Behind the scenes with MBTA data.

The Federal Transit Administration (FTA) Title VI Circular (C 4702.1B) requires large transit providers to collect demographic, travel, and fare payment data about their riders using passenger surveys at least every five years. The MBTA, working with the Central Transportation Planning Staff, has just completed a systemwide passenger survey to collect necessary passenger demographic data for bus routes and rail stations. This project updates the 2008-2009 dataset and will be used for service planning, ridership analysis, and Title VI equity analyses.   

The MBTA knows this data is useful for many other research projects, so we are releasing an interactive tool that allows you to compare the results for stations and bus routes. You can also download the associated datasets. 

Screenshot from the Rider Census online tool

Survey Methodology

The survey responses were obtained through a combination of an online form that was available from late October 2015 to May 2017 and a paper form with mail-in option, distributed at MBTA stations and on board MBTA vehicles from March 2016 to March 2017. Approximately half of all completed forms were submitted by each method. The English version is shown below.

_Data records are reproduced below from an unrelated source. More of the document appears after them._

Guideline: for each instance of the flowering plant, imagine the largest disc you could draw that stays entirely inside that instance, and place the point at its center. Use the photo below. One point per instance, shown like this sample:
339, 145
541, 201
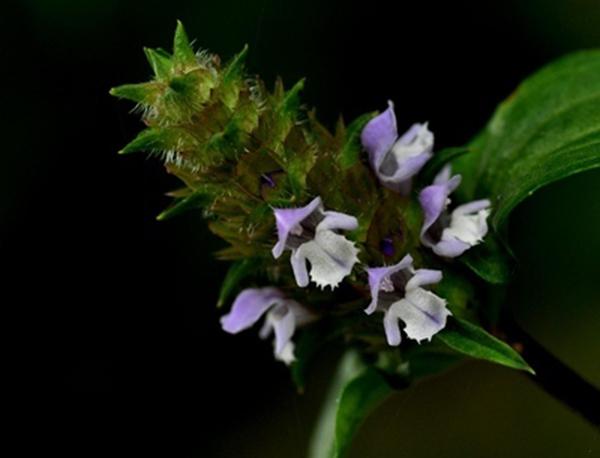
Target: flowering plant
362, 235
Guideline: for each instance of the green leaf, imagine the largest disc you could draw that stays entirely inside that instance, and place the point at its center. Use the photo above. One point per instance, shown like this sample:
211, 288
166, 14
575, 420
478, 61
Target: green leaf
157, 140
356, 390
489, 260
467, 338
548, 129
236, 273
145, 93
350, 152
231, 80
160, 61
182, 50
149, 140
198, 199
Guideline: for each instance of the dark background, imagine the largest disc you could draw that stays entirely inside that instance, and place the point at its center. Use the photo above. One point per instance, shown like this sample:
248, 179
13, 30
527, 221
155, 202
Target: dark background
116, 336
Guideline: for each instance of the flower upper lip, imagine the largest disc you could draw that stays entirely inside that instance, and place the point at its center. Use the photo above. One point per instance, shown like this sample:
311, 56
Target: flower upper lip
395, 159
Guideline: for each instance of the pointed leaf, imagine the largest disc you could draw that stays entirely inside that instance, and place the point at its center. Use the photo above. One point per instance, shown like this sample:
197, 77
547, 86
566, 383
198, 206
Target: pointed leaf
355, 391
359, 398
470, 339
350, 152
197, 199
144, 93
548, 129
160, 61
182, 50
231, 81
148, 140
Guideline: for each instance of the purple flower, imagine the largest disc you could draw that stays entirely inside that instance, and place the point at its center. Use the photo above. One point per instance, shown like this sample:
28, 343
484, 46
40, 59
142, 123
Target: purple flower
451, 234
309, 232
397, 291
396, 159
283, 316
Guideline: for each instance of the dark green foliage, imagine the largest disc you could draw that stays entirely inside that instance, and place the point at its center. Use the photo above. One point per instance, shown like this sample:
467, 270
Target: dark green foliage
467, 338
241, 149
548, 129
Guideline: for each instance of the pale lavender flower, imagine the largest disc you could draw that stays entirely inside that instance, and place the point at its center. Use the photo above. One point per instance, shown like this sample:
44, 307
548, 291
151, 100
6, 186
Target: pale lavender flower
309, 232
283, 316
451, 234
397, 291
396, 159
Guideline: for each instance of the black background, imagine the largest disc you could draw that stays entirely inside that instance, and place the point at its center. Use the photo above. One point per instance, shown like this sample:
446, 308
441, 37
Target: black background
114, 312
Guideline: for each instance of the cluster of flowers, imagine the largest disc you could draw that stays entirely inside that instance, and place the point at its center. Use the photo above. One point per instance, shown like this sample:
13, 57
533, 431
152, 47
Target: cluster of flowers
311, 233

The survey plan called for obtaining responses at the route level for bus and ferry routes and at the station or line segment level for all other modes. A goal was to obtain at minimum enough responses from each route, station, or line segment to meet statistical requirements for a confidence level of 90 percent with a confidence interval of 10 percent. In cases where the number of responses was insufficient to meet these standards, results from two or more routes, stations, or segments serving the same general area were combined. 

To compensate for differences in response rates when comparing results from different lines or modes, the published results for each route, station, or segment are weighted in proportion to typical weekday total passenger boardings on the corresponding services based on recent count data. 

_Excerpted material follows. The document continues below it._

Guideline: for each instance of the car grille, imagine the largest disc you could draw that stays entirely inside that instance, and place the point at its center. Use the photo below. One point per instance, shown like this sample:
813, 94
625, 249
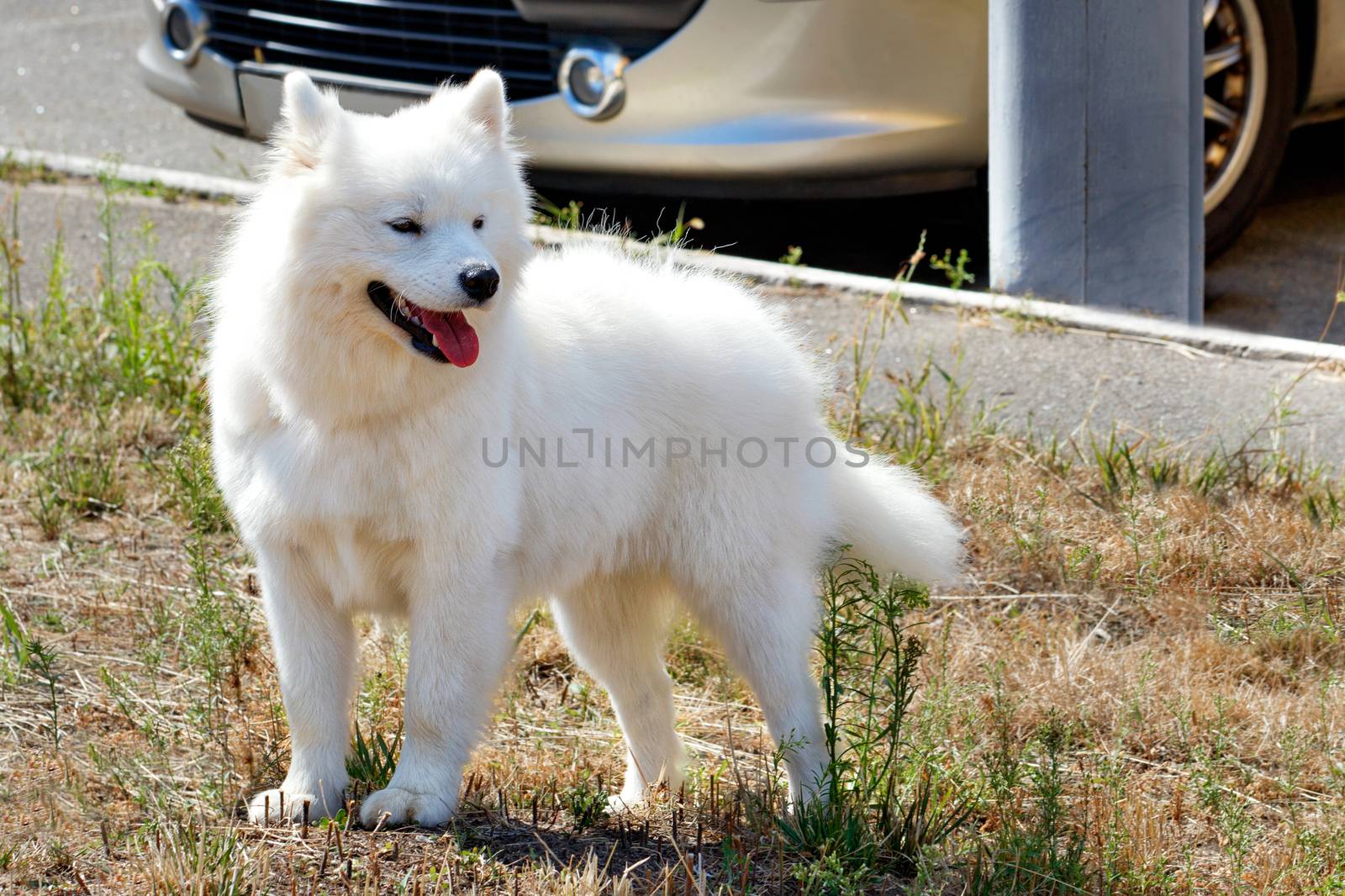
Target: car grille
407, 40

More detailed methodology can be found in the survey report, available soon.

Data Considerations

Please consider the following in working with these data:

90/10 confidence and precision: Below the 90/10 level, data are not displayed (the tool shows “Insufficient Data”). The displayed routes and stations all meet at least this level of confidence and precision, but some services are near this threshold, and some are much more precise. The additional precision mostly comes from higher samples on high ridership routes and stations. In addition, we assumed the “worst case” of evenly split characteristics in order to evaluate the confidence and precision levels. Since some characteristics are not expected to be split evenly among riders, even data included at the 90/10 levels is likely to actually be more reliable than 90/10.  

However, because the confidence and precision levels can vary, it is important to take into account the possibly-wide interval range when comparing routes or stations to each other. Conclusions about differences among services are likely to be more reliable for higher-ridership routes and stations, or at aggregations of services (e.g. at the mode-level). In order to assist with this evaluation, the valid sample counts for each question are provided along with the weighted response data in the downloadable datasets. 

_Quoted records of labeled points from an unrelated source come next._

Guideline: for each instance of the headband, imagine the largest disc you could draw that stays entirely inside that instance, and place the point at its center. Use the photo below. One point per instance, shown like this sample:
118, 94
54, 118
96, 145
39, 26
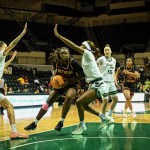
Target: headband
86, 44
107, 47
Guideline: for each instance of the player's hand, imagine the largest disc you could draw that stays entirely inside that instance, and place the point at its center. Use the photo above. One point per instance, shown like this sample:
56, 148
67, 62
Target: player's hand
55, 30
13, 55
25, 29
125, 71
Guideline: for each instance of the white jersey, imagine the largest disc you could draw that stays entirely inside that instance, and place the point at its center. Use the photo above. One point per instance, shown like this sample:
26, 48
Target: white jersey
107, 68
2, 63
90, 66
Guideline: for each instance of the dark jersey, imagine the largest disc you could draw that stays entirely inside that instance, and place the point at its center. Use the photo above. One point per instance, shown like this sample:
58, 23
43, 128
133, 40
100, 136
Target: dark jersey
68, 71
126, 77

Check all that apply: Questions that allowed respondents to check multiple responses will have answer options that total more than 100 percent. These questions are:

  • Do you sometimes make this trip another way? and
  • How do you self-identify by race?

Trip-specific information: Some questions have wording that is trip-specific and cannot be generalized to MBTA use overall, including:

  • “Fare payment” applies to the reported trip, not to fare payments overall
  • “Trip frequency” applies to the reported trip, not to the frequency of riding the MBTA
  • “Alternative modes” refers to alternative modes for the reported trip, not for alternative modes to the MBTA in general 

Survey response bias: Some groups of people are more likely to respond to surveys than others. Disparities in results for these groups suggest a disparity in the response rates between the groups rather than such a large difference in the actual ridership population. Specifically, the gender disparities and English-speaking ability disparities are likely effects of response bias (women and English-speakers are more likely to respond to surveys) and not necessarily representative of the population. For these demographic elements, the reported values are likely to be biased, but the trends are likely reliable (i.e. a bus route with more women than another bus route likely does have more women, but the percentage of women on both bus routes is likely over-estimated). 

Additionally, we believe that visitors to the region and the MBTA are less likely to fill out and return surveys than regular riders. This response bias reveals itself most in the fare payment data – the portion of survey respondents who reported using monthly or seven-day passes is higher than the portion recorded by our fare system paying with these passes. This and other biases may show up in other results as well.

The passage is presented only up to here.